A medicina dos brancos

Por mais que escarafunchem seus neurônios para condenar programa governamental, representantes da classe médica e seus apoiadores na imprensa não conseguem dissimular que falam em nome de uma elite preconceituosa

Por Luciano Martins Costa

A Justiça Federal negou liminar ao Conselho Regional de Medicina de Minas Gerais, que pretendia conceder registros provisórios somente aos médicos estrangeiros ou formados no exterior que tenham seus diplomas validados no Brasil. Segundo a 5a. Vara Federal de Belo Horizonte, a anunciada intenção da entidade, de negar o registro aos profissionais recrutados pelo programa Mais Médicos, representaria uma prática de reserva de mercado e causaria prejuízos aos doentes e usuários do Sistema Único de Saúde. A decisão vale para todo o país e estabelece um paradigma de realidade numa discussão que já havia resvalado para o terreno das pantomimas.

Profissionais estrangeiros do Mais Médicos iniciam curso de preparação, com aulas sobre saúde pública brasileira e língua portuguesa (Elza Fiúza/ABr)

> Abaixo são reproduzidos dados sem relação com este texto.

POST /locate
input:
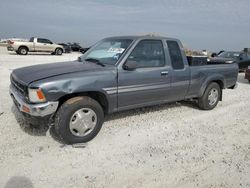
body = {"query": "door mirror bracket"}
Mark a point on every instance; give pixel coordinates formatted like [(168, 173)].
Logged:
[(130, 65)]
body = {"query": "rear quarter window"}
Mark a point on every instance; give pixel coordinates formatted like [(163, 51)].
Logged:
[(175, 55)]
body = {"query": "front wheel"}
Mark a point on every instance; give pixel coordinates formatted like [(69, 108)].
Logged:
[(211, 97), (79, 119)]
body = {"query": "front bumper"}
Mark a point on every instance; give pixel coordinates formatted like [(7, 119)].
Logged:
[(38, 110), (247, 74), (9, 48)]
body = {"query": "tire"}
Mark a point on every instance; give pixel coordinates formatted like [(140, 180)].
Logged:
[(58, 51), (210, 97), (22, 50), (69, 115)]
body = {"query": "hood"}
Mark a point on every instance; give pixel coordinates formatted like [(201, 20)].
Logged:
[(221, 59), (26, 75)]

O presidente do CRM de Minas Gerais é o mesmo que havia declarado que seus afiliados deveriam se negar a atender pacientes cuja saúde sofresse qualquer problema após o trabalho dos médicos estrangeiros. Essa e outras atitudes, como as vaias e declarações preconceituosas contra os cubanos que fazem treinamento em Fortaleza, provocaram repercussão negativa na opinião pública, segundo análises publicadas pelos jornais nas edições de quinta-feira (29/8).

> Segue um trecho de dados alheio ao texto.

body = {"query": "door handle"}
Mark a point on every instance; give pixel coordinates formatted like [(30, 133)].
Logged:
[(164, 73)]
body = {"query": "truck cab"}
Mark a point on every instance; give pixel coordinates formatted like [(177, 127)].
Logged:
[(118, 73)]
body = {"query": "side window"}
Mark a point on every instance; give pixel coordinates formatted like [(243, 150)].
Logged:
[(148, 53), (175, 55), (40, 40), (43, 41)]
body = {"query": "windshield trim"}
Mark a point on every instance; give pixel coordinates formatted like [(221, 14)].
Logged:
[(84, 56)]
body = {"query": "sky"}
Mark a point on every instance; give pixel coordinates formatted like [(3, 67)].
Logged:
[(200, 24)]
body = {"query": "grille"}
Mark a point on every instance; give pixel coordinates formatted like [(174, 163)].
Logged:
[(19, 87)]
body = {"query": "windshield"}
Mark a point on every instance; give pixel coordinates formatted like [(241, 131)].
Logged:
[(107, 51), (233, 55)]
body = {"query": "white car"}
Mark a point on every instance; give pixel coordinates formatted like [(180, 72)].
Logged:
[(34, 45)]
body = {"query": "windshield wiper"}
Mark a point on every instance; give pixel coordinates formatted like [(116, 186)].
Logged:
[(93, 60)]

A notícia da decisão judicial foi destacada pelo jornal O Estado de S. Paulo, que publica também uma declaração da presidente da República condenando as manifestações de preconceito contra os profissionais trazidos ao Brasil pelo programa Mais Médicos.

Aos poucos, a imprensa vai municiando seus leitores com mais informações e menos declarações, embora ainda predominem nas páginas dos diários as frases deste ou daquele personagem. Ainda no Estado e também na Folha de S. Paulo podem-se ler textos sobre o teor do contrato firmado entre o governo brasileiro e a Organização Pan-Americana de Saúde (OPAS) para o recrutamento de médicos cubanos.

Folha de S. Paulo destaca em seu noticiário o fato de o convênio com a OPAS para importar profissionais de Cuba ter sido assinado antes do lançamento oficial do programa Mais Médicos. Mas essa diferença no calendário não tem a menor relevância, uma vez que o programa vinha sendo preparado desde 2011. Trata-se, claramente, de uma picuinha a mais no extenso rol das traquinagens jornalísticas que fazem o estilo do jornal paulista.

As raízes do preconceito

Os textos sobre o acordo com a OPAS são esclarecedores e desautorizam as manifestações que se referem a “trabalho escravo”, financiamento de ditaduras e outras bobagens abrigadas pela imprensa. Mesmo assim, alguns articulistas ainda gastam papel para demonstrar sua pouca afinidade com expressões como “solidariedade” e “interesse público”.

Um conhecido tributarista, que costuma ser convocado pela imprensa para falar de qualquer coisa, chama os profissionais arregimentados pela OPAS de “agentes públicos de Cuba que se intitulam médicos”. Na sua opinião, a Venezuela se tornou uma “semiditadura” depois que aquele país passou a importar médicos cubanos.

Por trás dessa e outras expressões de insensibilidade com relação às carências da saúde pública, pode-se encontrar informações interessantes para compreender a furiosa reação das entidades médicas brasileiras contra a importação de profissionais formados em outros países. O Globo, por exemplo, foi buscar nos dados estatísticos do IBGE os fundamentos para uma constatação preocupante: “Medicina ainda é curso de perfil elitista no Brasil”, diz o título da reportagem.

Trata-se de uma análise que mostra como, embora a população brasileira seja formada por 50,7% de cidadãos que se declaram pretos ou pardos, somente 1,5% dos médicos se consideram pretos e 13,4% se classificam como pardos.

Pesquisadores citados pelo jornal carioca ponderam que a vaia com que um grupo de médicos brasileiros recebeu os profissionais cubanos em Fortaleza, e a manifestação de uma jornalista do Rio Grande do Norte, que comparou as médicas daquele país a empregadas domésticas, resultam desse distanciamento elitista.

Embora programas sociais como o sistema de cotas para vagas nas universidades tenham amenizado essa diferença étnica nas escolas de medicina, esse é um setor do campo acadêmico que continua sendo reserva de jovens das classes mais abastadas, portanto, predominantemente brancos.

Por mais que rebusquem o dicionário e escarafunchem seus neurônios em busca de razões aceitáveis para condenar o programa, os representantes da classe médica do Brasil e seus apoiadores na imprensa não conseguem dissimular que, na verdade, falam em nome dessa elite preconceituosa.